马路边聚集了很多人,卖荧光棒的,充气塑料大锤子的,草帽等各种小玩意儿。也有偷偷捣鼓卖门票的,以及谁见了都头疼不敢驱赶的维族卖切糕的。热闹的场面一直延伸到海边,包括海水浴场,更是人山人海。霓虹灯闪耀着海面上,和白色的波浪一起滚动。
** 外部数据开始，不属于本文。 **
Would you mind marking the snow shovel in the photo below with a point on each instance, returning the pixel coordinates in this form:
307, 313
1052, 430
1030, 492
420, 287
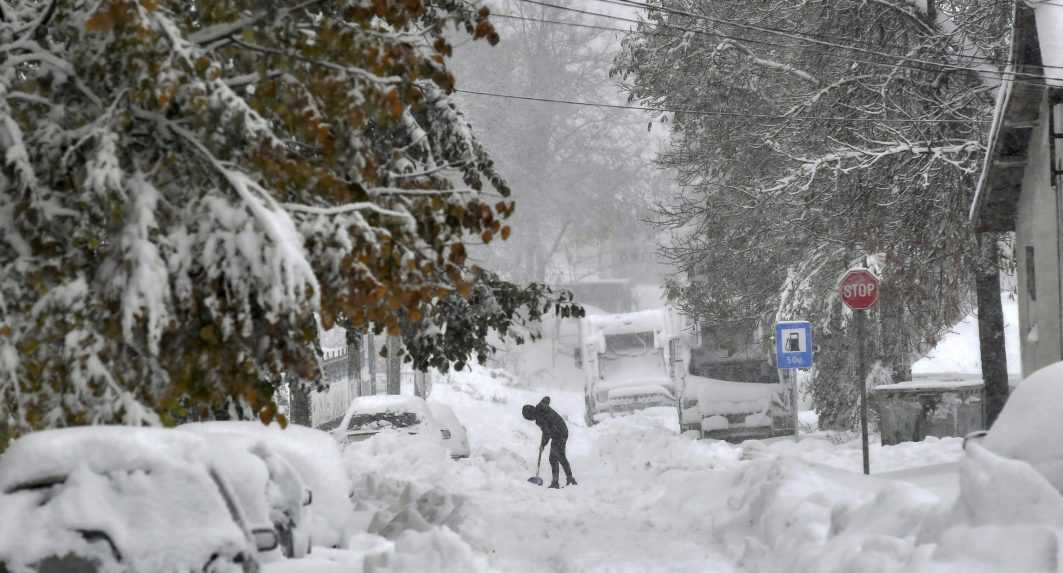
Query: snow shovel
536, 479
晚上同学邀请去美食城,进大门时候,我又发现了卖梨老汉。他的一个篮子空了,另一个剩下一半。他一边抽烟,一边在喝一瓶啤酒。我走过去跟他打招呼,他冲我笑笑。
“走,跟我到城里边玩玩吧?”我半开玩笑地说。
“不了,不了,我再玩会儿就该回家了。”这话说的,似乎他不是卖梨人,而是来看热闹的了。
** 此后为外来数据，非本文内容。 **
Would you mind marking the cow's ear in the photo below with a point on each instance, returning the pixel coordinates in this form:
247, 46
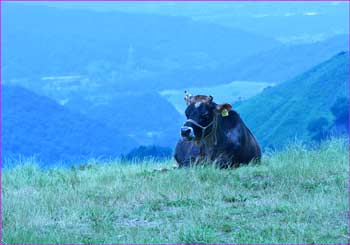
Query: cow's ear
224, 109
他指指旁边的一个小伙子,说:“儿子,老二,在市里上班,这不,来看看我,一会儿坐他的车子回家。”
“怎么,还有老大?”我好奇地问。因为按照政策,农村生了头胎是儿子的,就不能生于二胎的,这是前些年的政策。
“是啊,老大在家里搞了个农家宴,两口子忙着呢。哎!当年可是罚了我一万块钱啊!不过,现在看看,值,真值!”老汉诙谐地笑了。
跟老汉告别,老汉再次提示我:“别忘了,明年来啊!虽然没有我小时候那么多的梨树,但是也够漂亮的了。”
我说,好,一定去。
跟同学在吵闹的美食大棚里喝着啤酒吃着美食,看着表演,似乎我看到了漫山遍野的雪白的梨花;一会儿又似乎看到了一树树金黄的梨子……
看来我是喝醉了。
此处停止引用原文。